#3 Double dutch

 As I start to make my way down the rough incline of the hill, I see the stone steps leading out of the doorway of our little grey house. Stretched out in front of me are tin rooves after tin rooves of all the little houses on the hill just like mine. Everything is cast in an orange haze and red dust kicks up around us as trucks roll by on the road and people bustle all across my horizon. Men yell and blast music from their rusty radios. Tiny children skip and play in the alleys between buildings. Mothers and sisters in their vibrant skirts cook around the fires lit just outside their kitchen doors, just like Lily does outside mine. She is eight. To my western eyes she looks far too old and too young at the same time. Too young to be gently breathing the fire to life, or hacking at the dead chicken with that looks impossibly bloody in her small hands. Too young to be preparing dinner for the family, plus us their English guests every night after night. Then too old, too old to be eight. Too old to have a face so dewy and new, flushed with her rare, angelic smile. Too old to have a body so small and fragile that I feel the need to reach to her every time she heaves a huge water bucket onto her back. Too old to have such big, glowing eyes; eyes that have seen nothing yet. 

I have been in Malawi one week. Malawi: the warm heart of Africa. We are invaders here, we are strangers. We are cold with our big black suitcases, loud obnoxious accents and good intentions. We are meant to help. The ad said "No fees. No catch. Just six months of your life to make a change for good". I, with no money, no education, and no one of meaning in my life, had six months to spare. My new roommate, let's call her Libby, because she is just white enough and middle class enough to be named something like Libby, but not old enough or has seen enough to be called something like Grace, has different reasons. She is on the kind of do-good crusade that would be highly regarded in her circles, where everyone ignores the self-serving element and tactfully mentions it would sure look great on her Oxbridge application. Our beds are 6 inches apart and we do absolutely everything together. She is a fresh eighteen and fresh out of Shropshire. I am an ancient nineteen and crawling out of hotel laundries, bar cellars and stockrooms. Nothing surprises me and everything either exhilarates, upsets or embarrasses her. She is like a memory foam mattress, every teeny nudge making a irreparable dent. I suppose that makes me a rock. 

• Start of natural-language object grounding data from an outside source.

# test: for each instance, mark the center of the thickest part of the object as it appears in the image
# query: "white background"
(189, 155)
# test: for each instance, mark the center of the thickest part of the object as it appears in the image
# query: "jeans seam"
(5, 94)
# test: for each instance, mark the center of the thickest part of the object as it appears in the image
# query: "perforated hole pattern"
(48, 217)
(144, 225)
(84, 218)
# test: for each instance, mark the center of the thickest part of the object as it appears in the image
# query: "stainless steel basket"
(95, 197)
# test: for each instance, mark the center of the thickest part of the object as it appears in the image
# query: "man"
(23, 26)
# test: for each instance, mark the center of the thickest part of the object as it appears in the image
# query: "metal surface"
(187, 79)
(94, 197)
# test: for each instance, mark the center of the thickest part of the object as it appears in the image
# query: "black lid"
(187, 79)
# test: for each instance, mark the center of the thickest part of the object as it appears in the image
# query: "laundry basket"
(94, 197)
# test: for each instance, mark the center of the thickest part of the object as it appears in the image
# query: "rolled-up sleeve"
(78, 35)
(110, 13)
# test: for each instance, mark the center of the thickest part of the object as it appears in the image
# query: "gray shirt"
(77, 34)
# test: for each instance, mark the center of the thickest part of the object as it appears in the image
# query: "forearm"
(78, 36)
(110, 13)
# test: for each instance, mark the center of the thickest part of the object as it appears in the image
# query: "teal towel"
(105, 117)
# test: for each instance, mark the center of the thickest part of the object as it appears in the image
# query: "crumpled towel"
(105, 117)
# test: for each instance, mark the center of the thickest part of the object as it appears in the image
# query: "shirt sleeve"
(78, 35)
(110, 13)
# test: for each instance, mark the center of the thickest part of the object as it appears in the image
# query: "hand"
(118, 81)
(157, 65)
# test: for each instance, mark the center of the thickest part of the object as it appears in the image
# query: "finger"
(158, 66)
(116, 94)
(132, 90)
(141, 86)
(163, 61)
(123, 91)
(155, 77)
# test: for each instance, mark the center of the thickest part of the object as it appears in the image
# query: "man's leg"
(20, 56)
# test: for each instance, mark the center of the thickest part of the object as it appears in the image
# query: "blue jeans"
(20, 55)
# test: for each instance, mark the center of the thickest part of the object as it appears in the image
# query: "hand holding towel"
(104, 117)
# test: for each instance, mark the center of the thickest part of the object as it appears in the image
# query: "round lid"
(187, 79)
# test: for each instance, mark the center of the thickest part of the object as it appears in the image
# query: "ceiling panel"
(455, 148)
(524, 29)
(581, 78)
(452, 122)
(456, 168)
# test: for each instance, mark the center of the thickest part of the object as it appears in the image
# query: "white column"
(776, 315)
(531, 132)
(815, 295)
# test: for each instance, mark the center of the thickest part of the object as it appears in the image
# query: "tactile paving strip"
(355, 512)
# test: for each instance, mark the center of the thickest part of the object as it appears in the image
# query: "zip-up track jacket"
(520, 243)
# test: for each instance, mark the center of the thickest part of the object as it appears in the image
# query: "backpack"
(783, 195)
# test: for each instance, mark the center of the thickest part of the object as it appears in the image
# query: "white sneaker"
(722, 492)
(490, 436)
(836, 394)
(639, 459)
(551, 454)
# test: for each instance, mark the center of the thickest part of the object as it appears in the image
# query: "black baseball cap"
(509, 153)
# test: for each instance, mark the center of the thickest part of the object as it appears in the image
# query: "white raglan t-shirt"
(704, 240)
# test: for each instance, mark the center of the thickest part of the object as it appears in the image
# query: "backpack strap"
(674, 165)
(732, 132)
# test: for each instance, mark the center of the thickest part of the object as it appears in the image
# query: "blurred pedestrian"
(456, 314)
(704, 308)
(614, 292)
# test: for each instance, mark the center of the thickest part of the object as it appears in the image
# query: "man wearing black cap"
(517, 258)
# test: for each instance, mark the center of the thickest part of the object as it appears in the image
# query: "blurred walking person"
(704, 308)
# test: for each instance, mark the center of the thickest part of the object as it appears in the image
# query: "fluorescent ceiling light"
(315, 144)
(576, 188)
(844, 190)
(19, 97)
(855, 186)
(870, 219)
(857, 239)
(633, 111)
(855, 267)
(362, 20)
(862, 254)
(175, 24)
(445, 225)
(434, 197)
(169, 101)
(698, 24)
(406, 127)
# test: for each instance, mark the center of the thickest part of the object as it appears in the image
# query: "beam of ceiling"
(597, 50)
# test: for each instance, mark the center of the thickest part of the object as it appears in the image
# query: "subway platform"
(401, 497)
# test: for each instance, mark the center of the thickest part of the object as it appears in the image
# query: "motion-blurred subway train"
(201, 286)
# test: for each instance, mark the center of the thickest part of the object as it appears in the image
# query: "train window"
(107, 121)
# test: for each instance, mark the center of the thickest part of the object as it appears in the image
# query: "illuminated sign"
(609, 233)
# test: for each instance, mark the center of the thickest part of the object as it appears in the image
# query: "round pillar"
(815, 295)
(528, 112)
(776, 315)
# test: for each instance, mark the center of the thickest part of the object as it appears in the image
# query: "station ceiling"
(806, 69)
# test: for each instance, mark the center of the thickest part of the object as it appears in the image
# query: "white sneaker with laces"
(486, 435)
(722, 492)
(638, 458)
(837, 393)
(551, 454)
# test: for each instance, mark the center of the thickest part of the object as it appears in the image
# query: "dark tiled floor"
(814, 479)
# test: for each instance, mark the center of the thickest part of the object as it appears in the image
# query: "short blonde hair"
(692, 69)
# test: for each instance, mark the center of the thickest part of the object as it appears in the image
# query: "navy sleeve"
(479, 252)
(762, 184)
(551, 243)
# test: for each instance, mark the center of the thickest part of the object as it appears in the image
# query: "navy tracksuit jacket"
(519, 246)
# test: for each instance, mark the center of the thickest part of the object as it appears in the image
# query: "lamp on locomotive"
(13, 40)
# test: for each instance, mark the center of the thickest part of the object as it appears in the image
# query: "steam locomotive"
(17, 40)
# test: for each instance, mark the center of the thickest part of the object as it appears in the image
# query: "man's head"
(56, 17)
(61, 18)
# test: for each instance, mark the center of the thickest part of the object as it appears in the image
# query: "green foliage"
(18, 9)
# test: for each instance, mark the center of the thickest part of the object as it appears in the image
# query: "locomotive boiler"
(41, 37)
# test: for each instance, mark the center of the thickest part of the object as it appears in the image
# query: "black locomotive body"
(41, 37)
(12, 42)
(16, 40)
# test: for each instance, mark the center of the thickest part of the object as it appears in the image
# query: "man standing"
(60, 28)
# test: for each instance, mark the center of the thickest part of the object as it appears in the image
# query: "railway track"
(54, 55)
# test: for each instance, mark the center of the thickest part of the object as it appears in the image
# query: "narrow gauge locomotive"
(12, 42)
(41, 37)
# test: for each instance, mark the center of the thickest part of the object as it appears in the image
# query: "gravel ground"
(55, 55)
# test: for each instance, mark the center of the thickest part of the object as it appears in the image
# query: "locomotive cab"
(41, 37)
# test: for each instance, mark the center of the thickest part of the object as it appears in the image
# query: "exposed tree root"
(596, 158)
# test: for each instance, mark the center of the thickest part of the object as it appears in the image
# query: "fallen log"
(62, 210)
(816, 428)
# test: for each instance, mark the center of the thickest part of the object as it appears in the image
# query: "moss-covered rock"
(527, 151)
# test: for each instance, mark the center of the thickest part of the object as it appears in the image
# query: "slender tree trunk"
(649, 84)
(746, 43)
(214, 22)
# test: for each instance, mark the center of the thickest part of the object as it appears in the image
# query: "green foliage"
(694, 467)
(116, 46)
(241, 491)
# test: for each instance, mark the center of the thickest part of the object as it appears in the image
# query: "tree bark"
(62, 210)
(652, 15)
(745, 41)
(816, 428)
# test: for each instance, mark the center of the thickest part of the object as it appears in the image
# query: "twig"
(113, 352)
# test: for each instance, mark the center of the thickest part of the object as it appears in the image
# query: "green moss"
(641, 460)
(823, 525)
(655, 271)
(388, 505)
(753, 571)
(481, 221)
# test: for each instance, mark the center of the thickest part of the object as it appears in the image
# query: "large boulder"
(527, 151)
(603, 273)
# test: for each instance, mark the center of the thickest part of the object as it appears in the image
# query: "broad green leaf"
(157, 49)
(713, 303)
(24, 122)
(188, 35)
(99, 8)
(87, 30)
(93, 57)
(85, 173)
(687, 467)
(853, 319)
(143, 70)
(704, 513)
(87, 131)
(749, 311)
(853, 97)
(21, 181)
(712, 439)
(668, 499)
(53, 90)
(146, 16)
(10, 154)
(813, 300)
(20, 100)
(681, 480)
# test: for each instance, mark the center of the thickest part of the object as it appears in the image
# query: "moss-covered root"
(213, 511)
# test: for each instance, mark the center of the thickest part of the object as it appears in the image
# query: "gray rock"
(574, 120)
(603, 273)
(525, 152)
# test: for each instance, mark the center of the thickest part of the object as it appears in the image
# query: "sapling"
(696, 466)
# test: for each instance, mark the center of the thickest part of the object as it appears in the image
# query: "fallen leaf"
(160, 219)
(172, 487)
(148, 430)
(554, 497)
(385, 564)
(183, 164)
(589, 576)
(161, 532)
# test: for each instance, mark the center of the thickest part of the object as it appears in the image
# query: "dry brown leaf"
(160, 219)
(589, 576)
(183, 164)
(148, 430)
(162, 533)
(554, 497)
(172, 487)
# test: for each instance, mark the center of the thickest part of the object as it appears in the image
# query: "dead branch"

This evening is a special evening. Lily is not carrying her sister home from school, or preparing food by the fire, or sent off on some other errand. Today she is playing. Often children play on the bare patch of earth by our house. Their is an abandoned shack nearby where sometimes we see little babies wobbling around in the early morning, or a few people here and there who we assume don't have homes of their own. This means a square on unoccupied land that no one has claim to, where the children play. Two girls swing a rope in one hand and plastic line in the other, there's a rhythmic tapping as the unconventional skipping ropes hit the earth and throw dust into the air between them. Lily smiles then blushes as we come over the hill of the shack and into her view, like she's embarrassed to be there, to be seen by us. As if we might tell. Then she steps into the red cloud. She jumps and turns in exquisite sync with the beat, while the girls at either side laugh or yell new commands. We pause to watch, we cheer and clap, I think we must be strange and ridiculous to her. After a minute or so, she exits the ropes as fluidly as she entered, and scoops up her backpack running past us to the house.  Later, at home, she busied herself boiling rice and frying meat, zipping around outside making up for the time she'd lost before the head of the house returned. She didn't say a word to either of us, as usual, but she did hide a small smile under her lowered eyes and busy hands. She knew it, just like we knew it too; it was a perfect double dutch.